The programme, which is funded by the Swedish international
development cooperation agency (Sida), aims to increase knowledge
of HIV/AIDS, access to and use of voluntary counselling and
testing services and correct and consistent condom usage.
Sporting tournaments, raining and outreach activities are to be
organised to promote HIV prevention and testing services.
According to IOM, the new programme is to target mineworkers and
their families, Lesotho Defence Force personnel, factory workers
and taxi drivers. Lesotho has a long history of migrating mine
workers, which have provided South Africa with a large and stable
quantity of cheap labour during the last century.
Like other neighbouring countries, Lesotho is heavily impacted by
HIV/AIDS, with an estimated HIV adult prevalence rate of 28.9
percent in 2004. Reflecting a general situation in Southern
Africa, the disease certainly has crossed into Lesotho from South
This is also the view of IOM. "The HIV epidemic is partly fuelled
by regional labour migration trends," the organisation says.
Fifteen percent of Lesotho's total labour force - or about 64,000
people - is employed in South African mines.
Lesotho also hosts an important number of migrant factory
workers, taxi drivers and members of the uniformed services.
These are mostly Basotho from rural parts of the Kingdom, working
in Maseru.
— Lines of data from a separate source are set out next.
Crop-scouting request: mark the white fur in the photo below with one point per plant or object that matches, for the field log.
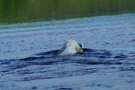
(69, 48)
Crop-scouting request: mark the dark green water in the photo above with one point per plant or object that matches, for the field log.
(16, 11)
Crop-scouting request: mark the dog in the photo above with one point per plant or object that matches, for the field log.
(70, 47)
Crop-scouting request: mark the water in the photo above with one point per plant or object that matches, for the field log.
(28, 50)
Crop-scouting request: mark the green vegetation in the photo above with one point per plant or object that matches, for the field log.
(12, 11)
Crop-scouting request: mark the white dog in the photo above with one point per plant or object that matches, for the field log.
(70, 47)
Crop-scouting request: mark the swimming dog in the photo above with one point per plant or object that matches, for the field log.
(70, 47)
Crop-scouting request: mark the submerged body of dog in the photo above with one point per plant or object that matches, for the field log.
(69, 48)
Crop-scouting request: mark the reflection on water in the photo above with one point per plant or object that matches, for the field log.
(12, 11)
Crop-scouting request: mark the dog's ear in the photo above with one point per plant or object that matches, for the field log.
(62, 49)
(78, 49)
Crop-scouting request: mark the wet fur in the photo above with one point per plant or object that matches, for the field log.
(70, 47)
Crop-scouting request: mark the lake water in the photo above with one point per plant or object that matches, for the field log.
(30, 37)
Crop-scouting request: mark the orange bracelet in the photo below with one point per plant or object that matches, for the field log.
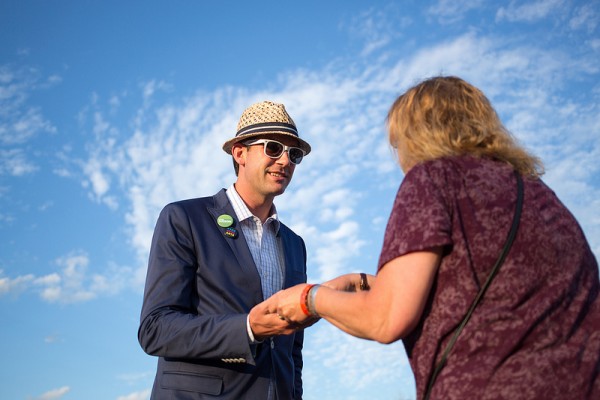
(304, 299)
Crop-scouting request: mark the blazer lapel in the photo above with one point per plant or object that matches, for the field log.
(238, 243)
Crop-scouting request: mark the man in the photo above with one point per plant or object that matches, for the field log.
(212, 262)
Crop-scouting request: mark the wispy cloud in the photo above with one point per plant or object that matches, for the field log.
(54, 394)
(529, 11)
(72, 282)
(20, 121)
(141, 395)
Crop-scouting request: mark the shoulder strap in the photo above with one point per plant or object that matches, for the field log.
(495, 268)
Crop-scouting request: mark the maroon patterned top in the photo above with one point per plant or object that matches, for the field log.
(536, 332)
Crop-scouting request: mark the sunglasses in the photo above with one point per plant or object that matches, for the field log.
(274, 149)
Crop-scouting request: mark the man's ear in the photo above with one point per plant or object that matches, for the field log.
(238, 151)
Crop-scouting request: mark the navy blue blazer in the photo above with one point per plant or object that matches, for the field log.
(200, 287)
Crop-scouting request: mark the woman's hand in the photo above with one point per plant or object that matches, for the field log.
(349, 282)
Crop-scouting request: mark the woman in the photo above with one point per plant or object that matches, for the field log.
(536, 332)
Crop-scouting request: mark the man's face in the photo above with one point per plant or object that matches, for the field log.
(261, 175)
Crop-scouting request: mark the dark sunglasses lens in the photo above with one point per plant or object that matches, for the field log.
(273, 149)
(295, 155)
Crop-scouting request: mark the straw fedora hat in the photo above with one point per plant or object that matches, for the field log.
(265, 119)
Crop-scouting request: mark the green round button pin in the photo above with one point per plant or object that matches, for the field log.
(225, 220)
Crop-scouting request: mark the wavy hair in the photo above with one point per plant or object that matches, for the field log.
(446, 117)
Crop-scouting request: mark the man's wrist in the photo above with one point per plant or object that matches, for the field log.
(250, 333)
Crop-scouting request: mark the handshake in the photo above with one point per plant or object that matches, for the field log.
(293, 309)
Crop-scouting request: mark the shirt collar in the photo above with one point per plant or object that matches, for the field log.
(242, 211)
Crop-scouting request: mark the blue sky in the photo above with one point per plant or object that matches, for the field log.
(111, 109)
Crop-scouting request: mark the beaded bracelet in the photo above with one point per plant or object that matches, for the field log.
(364, 282)
(312, 293)
(304, 299)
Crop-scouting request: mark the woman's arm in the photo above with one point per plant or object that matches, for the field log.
(387, 312)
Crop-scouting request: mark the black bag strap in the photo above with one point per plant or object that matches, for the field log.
(496, 267)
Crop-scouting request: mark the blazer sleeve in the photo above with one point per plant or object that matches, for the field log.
(171, 324)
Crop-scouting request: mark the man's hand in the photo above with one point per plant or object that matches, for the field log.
(265, 322)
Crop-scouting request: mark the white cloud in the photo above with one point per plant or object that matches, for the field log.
(54, 394)
(528, 11)
(72, 283)
(19, 121)
(14, 285)
(14, 162)
(452, 11)
(141, 395)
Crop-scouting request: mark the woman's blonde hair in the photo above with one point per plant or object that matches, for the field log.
(445, 117)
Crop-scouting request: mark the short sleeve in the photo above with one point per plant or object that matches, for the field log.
(421, 216)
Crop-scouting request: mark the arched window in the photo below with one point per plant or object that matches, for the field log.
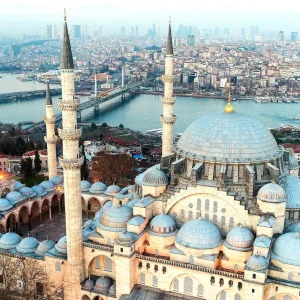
(107, 264)
(237, 297)
(58, 266)
(200, 290)
(215, 206)
(198, 204)
(176, 285)
(188, 285)
(207, 204)
(154, 281)
(97, 263)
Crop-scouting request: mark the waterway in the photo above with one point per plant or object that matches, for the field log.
(142, 112)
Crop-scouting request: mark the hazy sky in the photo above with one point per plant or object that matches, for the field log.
(28, 16)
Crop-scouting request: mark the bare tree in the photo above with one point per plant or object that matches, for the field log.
(26, 279)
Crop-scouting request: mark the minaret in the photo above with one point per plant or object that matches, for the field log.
(71, 162)
(50, 137)
(168, 118)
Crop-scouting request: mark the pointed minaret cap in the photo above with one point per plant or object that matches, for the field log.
(48, 95)
(170, 42)
(67, 57)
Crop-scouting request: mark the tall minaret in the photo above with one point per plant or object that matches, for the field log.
(71, 162)
(50, 137)
(168, 118)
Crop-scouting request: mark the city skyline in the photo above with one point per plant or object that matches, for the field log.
(15, 16)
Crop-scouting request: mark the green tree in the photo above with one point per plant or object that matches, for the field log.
(37, 162)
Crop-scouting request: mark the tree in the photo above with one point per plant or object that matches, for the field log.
(26, 167)
(37, 162)
(114, 168)
(84, 168)
(24, 278)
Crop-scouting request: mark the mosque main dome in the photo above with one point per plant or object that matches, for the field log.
(228, 137)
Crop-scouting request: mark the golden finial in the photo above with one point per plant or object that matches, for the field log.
(229, 107)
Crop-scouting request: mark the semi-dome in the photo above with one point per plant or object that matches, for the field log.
(28, 245)
(27, 191)
(61, 246)
(56, 180)
(44, 247)
(115, 218)
(199, 234)
(162, 224)
(18, 185)
(9, 241)
(97, 188)
(113, 190)
(5, 205)
(14, 197)
(39, 191)
(286, 248)
(257, 263)
(47, 185)
(125, 238)
(103, 284)
(292, 192)
(272, 193)
(239, 238)
(228, 137)
(155, 177)
(85, 185)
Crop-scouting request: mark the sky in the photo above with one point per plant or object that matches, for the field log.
(29, 16)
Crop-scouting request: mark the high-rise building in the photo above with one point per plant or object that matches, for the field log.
(294, 36)
(76, 31)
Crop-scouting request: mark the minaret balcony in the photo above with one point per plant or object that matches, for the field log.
(168, 120)
(70, 134)
(74, 163)
(168, 100)
(168, 78)
(51, 139)
(69, 105)
(49, 120)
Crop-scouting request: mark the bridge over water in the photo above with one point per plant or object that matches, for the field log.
(93, 103)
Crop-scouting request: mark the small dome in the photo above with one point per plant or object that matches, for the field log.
(155, 177)
(61, 245)
(85, 185)
(125, 238)
(292, 192)
(27, 192)
(113, 190)
(9, 241)
(44, 247)
(239, 238)
(39, 191)
(286, 248)
(28, 245)
(18, 185)
(5, 205)
(88, 284)
(103, 284)
(272, 193)
(112, 290)
(56, 180)
(14, 197)
(48, 186)
(257, 263)
(162, 224)
(115, 218)
(97, 188)
(199, 234)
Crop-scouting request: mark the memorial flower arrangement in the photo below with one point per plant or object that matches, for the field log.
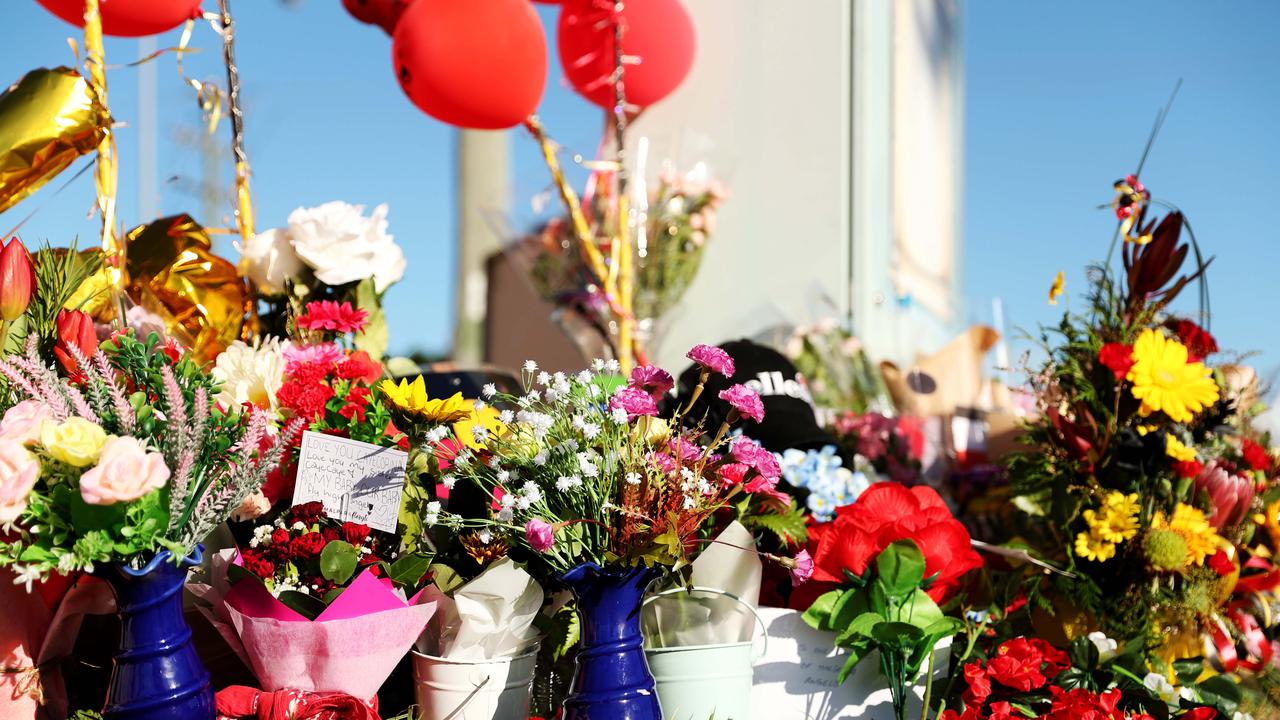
(881, 572)
(575, 472)
(122, 455)
(332, 253)
(1142, 478)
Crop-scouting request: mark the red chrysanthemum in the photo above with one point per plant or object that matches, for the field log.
(1118, 358)
(334, 317)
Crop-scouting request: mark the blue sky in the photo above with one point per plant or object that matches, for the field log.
(1059, 103)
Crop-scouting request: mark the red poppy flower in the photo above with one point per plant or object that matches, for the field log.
(886, 513)
(1118, 358)
(1255, 455)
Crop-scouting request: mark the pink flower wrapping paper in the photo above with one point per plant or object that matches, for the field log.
(351, 647)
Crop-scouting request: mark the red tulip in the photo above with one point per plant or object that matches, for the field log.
(74, 329)
(17, 281)
(1229, 492)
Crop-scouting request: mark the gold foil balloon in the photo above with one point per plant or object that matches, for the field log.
(173, 272)
(48, 119)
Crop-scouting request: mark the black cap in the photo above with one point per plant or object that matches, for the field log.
(790, 420)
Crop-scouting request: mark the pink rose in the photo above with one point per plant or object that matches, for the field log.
(540, 534)
(18, 473)
(124, 472)
(22, 422)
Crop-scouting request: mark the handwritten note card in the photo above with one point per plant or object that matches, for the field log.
(357, 482)
(795, 679)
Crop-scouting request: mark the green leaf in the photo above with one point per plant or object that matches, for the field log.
(338, 561)
(306, 605)
(818, 616)
(900, 569)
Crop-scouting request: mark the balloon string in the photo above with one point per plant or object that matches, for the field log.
(105, 174)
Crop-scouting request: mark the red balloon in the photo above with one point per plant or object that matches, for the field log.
(658, 32)
(382, 13)
(471, 63)
(128, 18)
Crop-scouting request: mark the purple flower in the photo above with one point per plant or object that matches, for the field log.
(745, 400)
(634, 401)
(712, 359)
(652, 379)
(803, 569)
(540, 534)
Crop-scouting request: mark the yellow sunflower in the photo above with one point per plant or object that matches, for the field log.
(410, 400)
(1165, 382)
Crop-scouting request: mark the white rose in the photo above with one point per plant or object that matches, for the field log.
(268, 259)
(343, 246)
(250, 374)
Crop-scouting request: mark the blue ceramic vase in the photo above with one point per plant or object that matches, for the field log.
(612, 678)
(156, 673)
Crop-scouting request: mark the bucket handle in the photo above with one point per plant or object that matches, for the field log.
(764, 629)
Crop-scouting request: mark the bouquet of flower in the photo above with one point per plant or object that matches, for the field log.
(880, 574)
(579, 472)
(327, 253)
(320, 378)
(126, 456)
(1096, 678)
(892, 446)
(1138, 478)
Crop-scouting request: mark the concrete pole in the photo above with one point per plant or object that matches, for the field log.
(484, 203)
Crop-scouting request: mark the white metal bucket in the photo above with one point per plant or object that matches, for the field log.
(705, 680)
(474, 689)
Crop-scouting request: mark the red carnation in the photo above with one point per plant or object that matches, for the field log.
(1197, 340)
(307, 513)
(334, 317)
(355, 533)
(1118, 358)
(306, 546)
(886, 513)
(1255, 455)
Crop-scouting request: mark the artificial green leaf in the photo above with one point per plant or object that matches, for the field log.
(306, 605)
(900, 568)
(818, 616)
(338, 561)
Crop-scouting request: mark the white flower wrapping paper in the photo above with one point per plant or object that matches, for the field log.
(489, 616)
(699, 618)
(350, 655)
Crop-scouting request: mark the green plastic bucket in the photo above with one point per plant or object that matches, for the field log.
(702, 682)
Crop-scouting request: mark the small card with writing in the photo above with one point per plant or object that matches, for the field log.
(796, 677)
(356, 481)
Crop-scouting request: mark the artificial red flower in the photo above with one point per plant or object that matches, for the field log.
(1255, 455)
(1118, 358)
(360, 367)
(334, 317)
(306, 546)
(307, 513)
(355, 533)
(1197, 340)
(886, 513)
(74, 331)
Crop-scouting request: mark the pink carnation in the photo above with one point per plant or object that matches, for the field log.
(712, 359)
(334, 317)
(540, 534)
(652, 379)
(745, 400)
(634, 401)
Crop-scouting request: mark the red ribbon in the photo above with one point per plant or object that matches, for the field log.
(238, 702)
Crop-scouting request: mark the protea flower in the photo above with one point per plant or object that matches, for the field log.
(1229, 493)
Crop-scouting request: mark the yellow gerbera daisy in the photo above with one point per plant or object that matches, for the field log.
(1092, 547)
(1188, 522)
(1057, 288)
(1175, 449)
(410, 400)
(1165, 382)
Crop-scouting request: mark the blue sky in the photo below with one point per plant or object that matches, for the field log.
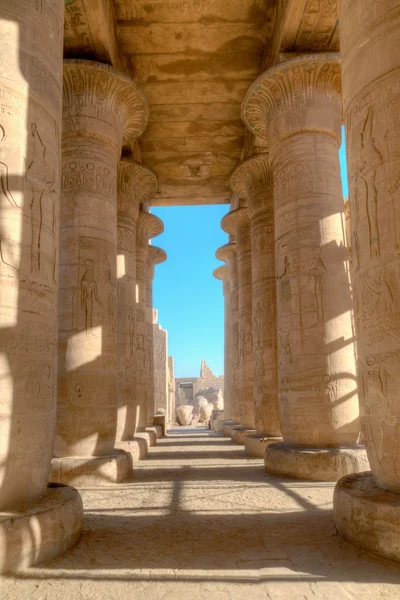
(189, 300)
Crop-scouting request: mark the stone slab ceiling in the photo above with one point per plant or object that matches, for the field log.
(195, 60)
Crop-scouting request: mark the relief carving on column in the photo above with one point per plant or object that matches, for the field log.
(227, 253)
(277, 104)
(296, 105)
(237, 222)
(94, 91)
(252, 179)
Also they contribute to the spread of AIDS if they
have unprotected sex in the capital.
- Labour migration leaves both the workers and their spouses
vulnerable to HIV infection, commented Julia Hill-Mlati of IOM
Pretoria. "Being mobile in itself is not a risk factor for
HIV/AIDS. It is the situations encountered and the behaviours
that migrants might adopt during the migration process that
increase vulnerability to HIV/AIDS," she explains.